Real Estate

Realty sector in consolidation mode even as it awaits stable recovery

G Balachandar Chennai | Updated on January 28, 2020 Published on January 28, 2020

Reputed developers with healthy balance sheets sailed through 2019, while the smaller ones faced extreme financial constraints

About five years ago, the managing director of a leading property firm in south India had said at a realty sector convention outside the country that future meetings of developers would take place in boardrooms, and not in ballrooms. He made the remarks after sensing the government’s mood and view about the realty sector at that point in time.

His prediction of a lesser number of players in the sector appears to have come true. The real estate industry in the country is seeing a consolidation now.

Three major reforms – demonetisation, GST and Real Estate (Regulation and Development) Act, 2016 (RERA) – have had a significant impact on the realty sector, leading to the exit of numerous small players.

GST and the stringent regulatory regime RERA marked a paradigm shift for real estate developers.
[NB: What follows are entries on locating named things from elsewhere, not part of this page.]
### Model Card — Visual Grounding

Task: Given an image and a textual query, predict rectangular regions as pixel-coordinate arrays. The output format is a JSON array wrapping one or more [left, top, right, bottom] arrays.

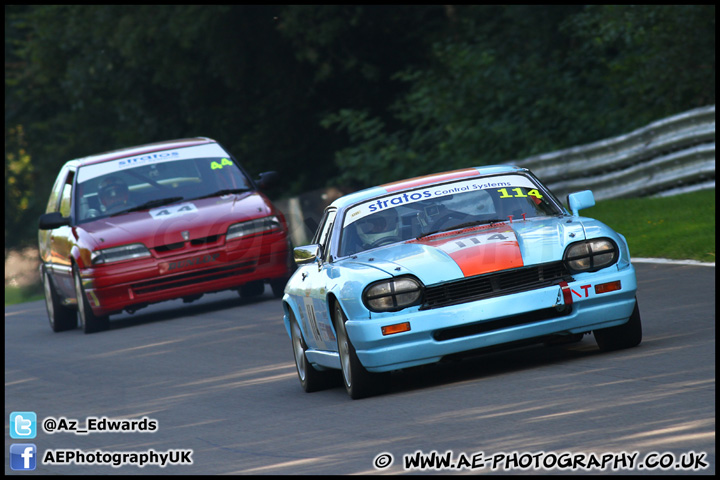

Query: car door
[[38, 167, 75, 299], [297, 209, 337, 351]]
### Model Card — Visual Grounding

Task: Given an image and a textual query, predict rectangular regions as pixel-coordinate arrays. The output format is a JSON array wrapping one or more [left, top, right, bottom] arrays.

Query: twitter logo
[[10, 412, 37, 438]]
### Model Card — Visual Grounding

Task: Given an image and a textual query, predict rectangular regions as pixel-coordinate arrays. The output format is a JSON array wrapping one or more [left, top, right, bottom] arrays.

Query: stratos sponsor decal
[[408, 224, 523, 277], [148, 203, 198, 220], [343, 175, 537, 227]]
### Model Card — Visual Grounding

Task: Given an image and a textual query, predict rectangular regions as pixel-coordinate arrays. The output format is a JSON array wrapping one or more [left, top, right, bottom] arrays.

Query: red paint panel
[[381, 168, 479, 193]]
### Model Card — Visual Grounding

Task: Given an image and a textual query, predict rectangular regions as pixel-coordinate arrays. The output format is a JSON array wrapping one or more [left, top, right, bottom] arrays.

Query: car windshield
[[339, 174, 563, 257], [73, 145, 252, 223]]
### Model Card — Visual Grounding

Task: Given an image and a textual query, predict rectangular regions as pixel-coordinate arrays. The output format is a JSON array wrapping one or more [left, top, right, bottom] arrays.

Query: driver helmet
[[357, 209, 400, 245], [98, 176, 128, 209]]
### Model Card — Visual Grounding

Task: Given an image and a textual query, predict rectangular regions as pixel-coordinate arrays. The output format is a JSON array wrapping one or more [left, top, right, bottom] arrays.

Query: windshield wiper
[[415, 218, 505, 240], [189, 188, 250, 200], [119, 197, 185, 217]]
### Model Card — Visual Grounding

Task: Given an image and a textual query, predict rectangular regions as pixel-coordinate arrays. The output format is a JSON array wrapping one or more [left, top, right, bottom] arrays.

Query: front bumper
[[346, 265, 637, 372], [81, 234, 292, 315]]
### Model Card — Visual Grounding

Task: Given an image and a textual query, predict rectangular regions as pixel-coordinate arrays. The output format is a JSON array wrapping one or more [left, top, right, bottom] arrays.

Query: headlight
[[563, 238, 618, 273], [90, 243, 150, 265], [225, 216, 280, 240], [363, 277, 422, 312]]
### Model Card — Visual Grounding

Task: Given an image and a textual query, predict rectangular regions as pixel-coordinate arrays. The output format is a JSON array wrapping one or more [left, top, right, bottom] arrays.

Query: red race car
[[38, 138, 294, 333]]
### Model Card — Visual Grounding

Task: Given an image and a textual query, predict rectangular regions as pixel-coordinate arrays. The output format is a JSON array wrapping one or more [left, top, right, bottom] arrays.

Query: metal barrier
[[508, 105, 715, 200]]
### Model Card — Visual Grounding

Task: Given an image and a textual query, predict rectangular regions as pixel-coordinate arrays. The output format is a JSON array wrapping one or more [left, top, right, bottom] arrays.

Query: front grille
[[420, 262, 573, 310]]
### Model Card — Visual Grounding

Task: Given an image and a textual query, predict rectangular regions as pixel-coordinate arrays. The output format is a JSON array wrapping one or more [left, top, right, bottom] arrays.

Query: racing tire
[[289, 310, 337, 393], [333, 302, 389, 400], [73, 265, 110, 333], [42, 266, 77, 332], [593, 298, 642, 352]]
With transparency and accountability becoming new watch-words, there are no short cuts anymore. The realty sector has been forced to follow rules and norms.

The bigger and smarter players managed to tweak their business to adjust to new rules, while smaller and unorganised players struggled to formalise their business, and faced huge challenges.

M Murali, Chairman & Managing Director, Shriram Properties, agrees that the realty sector has been going through a consolidation mode.

“We estimate not more than 50-60 real estate developers in the country going forward. These will take care of 95 per cent of the market. There will be another 1,000 players serving the remaining 5 per cent of the market. This is what we see now. Every city may have 10-15 big players serving most of the demand,” he added.

Ramesh Nair, CEO and Country Head, JLL India, also points out that the number of developers operating in the Indian market had been reduced by nearly 50 per cent in the past four to five years.

Reputed developers with healthy balance sheets sailed through 2019, while the smaller ones faced extreme financial constraints. This has driven non-serious players out of the market while other smaller players joined hands with larger developers, he added.

However, Niranjan Hiranandani, National President, National Real Estate Development Council (NAREDCO), felt that it would be difficult to term the ‘churn’ of developers to contractors and vice versa as ‘consolidation’.

“Traditionally, we have seen contractors try and scale up their work and to become developers. Similarly, developers with spare capacity tend to take up contracting work for others. So, those who are over-leveraged would, in any case, have to merge with or be taken over by fiscally-sound companies; RERA has probably speeded up the process,” he stated.

In addition to key major reforms, the liquidity crunch caused by the IL&FS crisis also adversely affected most of the developers, resulting in the rationalisation of business operations. On the other hand, housing demand was impacted by the prolonged economic slowdown that led to muted consumer sentiments with slower growth in residential sales.

While regulations have been a major factor in triggering consolidation in the realty space, changing buyer needs have also played a vital role. Hence, realty players who couldn’t keep ‘in sync’ with buyer requirements and couldn’t adapt to the new customer requirements had to leave the market, pointed out Hiranandani.

Homebuyers have become more informed and cautious while making their home purchase decisions. They now prefer buying in projects by developers with established track record in terms of transparency, quality and timely execution, said Nair.

Amid all this, the realty sector appears to be seeing a revival in demand. Though it is not even, many markets have seen a spike in housing sales, and unsold inventory is getting reduced. In 2019, housing sales witnessed a 6 per cent growth year-on-year. New housing project launches grew 25 per cent in the top eight cities in the mid- and low-ticket size category during the December 2019 quarter.

Even as the industry awaits some sops in the upcoming Budget to drive housing demand, the industry believes that the new mantra is ‘perform or perish’. RERA lays down the framework under which one has to perform. Those who adapt to the new system will remain in business, it is that simple.